S1の音質の良さは既に高い評価をされているのでここでは割愛させていただきますが、もちろん筆者もその長所が魅力的なのは間違いありません。それ以上に使えば使うほどそのシンプルさに気付かされます。そんな筆者のDAW歴はもうかれこれ20数年になります。最初のシーケンサーはその当時あまり選択肢もなくそれしかなかったと言ってもいいMOTUのPerformerでした。MIDI機能のみのソフトで、しばらくしてオーディオも扱えるDigital Performerになり、それをDIGIDESIGNの888|24I/OなどにDAE経由で接続して使っていたのです。

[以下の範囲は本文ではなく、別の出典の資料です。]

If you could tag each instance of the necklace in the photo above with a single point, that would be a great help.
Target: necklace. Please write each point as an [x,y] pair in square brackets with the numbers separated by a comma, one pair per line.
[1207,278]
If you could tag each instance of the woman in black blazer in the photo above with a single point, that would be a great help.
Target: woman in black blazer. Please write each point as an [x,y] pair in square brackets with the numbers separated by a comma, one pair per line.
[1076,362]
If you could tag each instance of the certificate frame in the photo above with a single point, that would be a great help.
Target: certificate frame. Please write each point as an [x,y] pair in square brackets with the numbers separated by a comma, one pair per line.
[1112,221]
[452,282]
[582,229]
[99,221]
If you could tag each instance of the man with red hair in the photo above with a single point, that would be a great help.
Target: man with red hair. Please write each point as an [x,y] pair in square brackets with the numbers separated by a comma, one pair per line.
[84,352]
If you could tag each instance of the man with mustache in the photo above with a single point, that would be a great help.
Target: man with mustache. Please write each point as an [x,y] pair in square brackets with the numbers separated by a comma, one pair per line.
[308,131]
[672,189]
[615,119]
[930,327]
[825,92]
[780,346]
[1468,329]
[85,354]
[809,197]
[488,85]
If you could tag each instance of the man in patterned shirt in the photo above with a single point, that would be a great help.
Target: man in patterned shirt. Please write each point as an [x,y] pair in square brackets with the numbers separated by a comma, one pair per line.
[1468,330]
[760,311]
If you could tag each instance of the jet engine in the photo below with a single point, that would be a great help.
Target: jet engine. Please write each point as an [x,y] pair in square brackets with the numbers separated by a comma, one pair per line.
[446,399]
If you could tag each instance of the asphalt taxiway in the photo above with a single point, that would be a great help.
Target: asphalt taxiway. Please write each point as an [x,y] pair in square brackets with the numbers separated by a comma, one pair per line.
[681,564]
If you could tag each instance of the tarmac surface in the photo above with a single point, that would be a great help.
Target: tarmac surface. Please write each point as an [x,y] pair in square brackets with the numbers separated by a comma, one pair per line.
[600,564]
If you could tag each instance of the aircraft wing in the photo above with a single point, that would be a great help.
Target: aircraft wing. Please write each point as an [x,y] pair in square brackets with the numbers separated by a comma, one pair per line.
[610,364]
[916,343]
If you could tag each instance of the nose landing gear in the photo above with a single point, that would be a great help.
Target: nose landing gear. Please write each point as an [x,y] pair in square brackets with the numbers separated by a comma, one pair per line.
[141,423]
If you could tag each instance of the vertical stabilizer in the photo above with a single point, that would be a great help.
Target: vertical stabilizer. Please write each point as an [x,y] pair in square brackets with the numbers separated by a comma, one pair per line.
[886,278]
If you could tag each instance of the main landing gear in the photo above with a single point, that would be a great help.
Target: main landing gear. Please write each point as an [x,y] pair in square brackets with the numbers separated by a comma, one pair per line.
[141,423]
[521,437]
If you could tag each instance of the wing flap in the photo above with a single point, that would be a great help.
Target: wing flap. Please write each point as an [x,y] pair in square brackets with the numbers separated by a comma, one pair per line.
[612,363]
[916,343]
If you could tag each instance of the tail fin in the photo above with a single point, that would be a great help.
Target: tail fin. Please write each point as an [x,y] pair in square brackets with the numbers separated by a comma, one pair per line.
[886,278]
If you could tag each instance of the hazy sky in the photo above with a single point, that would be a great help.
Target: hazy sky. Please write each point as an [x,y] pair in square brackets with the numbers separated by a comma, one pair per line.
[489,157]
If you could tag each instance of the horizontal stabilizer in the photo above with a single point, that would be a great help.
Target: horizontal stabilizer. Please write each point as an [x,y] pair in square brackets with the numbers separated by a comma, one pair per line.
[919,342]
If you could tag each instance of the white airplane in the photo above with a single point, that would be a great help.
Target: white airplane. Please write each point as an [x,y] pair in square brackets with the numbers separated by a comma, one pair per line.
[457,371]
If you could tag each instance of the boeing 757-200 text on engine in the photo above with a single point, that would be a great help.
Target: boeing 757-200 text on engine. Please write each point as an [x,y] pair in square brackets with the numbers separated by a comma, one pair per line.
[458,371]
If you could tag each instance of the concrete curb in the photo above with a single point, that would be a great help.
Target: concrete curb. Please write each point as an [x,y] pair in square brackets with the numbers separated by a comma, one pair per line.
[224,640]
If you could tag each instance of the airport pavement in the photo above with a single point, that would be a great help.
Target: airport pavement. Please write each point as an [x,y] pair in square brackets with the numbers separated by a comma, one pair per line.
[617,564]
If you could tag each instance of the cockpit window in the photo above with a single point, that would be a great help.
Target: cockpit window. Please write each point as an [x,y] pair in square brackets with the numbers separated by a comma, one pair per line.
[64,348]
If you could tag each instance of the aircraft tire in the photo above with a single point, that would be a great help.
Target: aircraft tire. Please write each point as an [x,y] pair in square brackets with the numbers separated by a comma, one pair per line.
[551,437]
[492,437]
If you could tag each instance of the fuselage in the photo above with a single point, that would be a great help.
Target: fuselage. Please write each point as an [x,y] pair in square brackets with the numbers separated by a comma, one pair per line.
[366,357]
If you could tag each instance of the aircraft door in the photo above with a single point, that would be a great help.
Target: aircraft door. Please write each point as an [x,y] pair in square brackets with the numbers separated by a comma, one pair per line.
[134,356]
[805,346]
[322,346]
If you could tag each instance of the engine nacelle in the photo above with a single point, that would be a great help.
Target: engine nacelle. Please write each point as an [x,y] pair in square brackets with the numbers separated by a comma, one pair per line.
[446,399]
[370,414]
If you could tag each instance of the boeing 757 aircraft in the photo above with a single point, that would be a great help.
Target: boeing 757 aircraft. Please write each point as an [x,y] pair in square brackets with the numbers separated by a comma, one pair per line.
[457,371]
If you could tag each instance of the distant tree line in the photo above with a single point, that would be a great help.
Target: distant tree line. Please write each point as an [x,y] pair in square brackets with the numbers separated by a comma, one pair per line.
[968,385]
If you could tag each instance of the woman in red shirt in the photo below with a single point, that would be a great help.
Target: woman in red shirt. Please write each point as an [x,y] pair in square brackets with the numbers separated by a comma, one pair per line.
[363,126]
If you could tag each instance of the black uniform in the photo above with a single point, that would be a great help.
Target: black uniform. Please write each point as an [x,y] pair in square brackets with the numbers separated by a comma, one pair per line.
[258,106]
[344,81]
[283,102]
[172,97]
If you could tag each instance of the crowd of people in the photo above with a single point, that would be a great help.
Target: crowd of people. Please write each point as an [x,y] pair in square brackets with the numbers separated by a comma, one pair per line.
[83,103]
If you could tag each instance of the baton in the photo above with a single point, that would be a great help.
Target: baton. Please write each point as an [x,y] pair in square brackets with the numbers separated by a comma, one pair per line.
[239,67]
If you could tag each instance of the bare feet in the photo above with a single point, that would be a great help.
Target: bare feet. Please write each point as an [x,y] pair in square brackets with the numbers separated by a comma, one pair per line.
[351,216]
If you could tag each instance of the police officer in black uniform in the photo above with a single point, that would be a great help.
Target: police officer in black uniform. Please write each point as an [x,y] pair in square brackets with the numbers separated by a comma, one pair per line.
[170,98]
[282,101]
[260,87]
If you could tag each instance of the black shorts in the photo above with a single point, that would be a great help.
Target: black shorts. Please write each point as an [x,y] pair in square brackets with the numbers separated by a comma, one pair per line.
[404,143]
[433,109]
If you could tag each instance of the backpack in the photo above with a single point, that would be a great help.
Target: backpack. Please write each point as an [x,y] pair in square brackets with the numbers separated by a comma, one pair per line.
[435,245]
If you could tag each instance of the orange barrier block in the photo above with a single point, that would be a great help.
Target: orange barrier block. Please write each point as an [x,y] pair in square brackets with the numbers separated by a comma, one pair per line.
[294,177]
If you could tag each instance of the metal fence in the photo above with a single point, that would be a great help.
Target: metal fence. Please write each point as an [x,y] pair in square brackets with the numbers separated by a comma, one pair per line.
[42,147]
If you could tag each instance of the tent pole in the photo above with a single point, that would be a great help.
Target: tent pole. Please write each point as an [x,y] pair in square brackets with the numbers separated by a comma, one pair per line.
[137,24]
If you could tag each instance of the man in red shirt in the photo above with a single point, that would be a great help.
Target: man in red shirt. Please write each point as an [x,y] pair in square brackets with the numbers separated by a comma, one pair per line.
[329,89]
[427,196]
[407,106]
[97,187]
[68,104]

10年くらいはそのような環境で仕事していました。レコーディングにライブにと手足のように、まさに使い慣れた道具のように。その使い慣れた環境から大きく変わったのが、パソコンのCPUでオーディオやバーチャル・インストゥルメントを処理するネイティブ環境に業界がシフトしていったことです。筆者もなんだか流行に乗り、当時最速だったAPPLE PowerMac G4乗り換えたのですが、すべてをパソコン一台でやるのにはまだ早過ぎでした(笑)。ですのでWindows環境でSTEINBERG Cubase SX2にシフトし、AVID Pro ToolやABLETON Liveも曲によって使い分けていました。その後CPUがINTELになってパフォーマンスが上がったのを確認すると、またMacに戻ってAPPLE Logicで仕事していました。もうこれでしばらくはいいかな?というときに浅田祐介氏からS1のバージョン1を紹介されたのですが、実はそのときはピンときませんでした。いよいよバージョン2になって“これは乗り換えてもいいかな?”という気持ちになったのです。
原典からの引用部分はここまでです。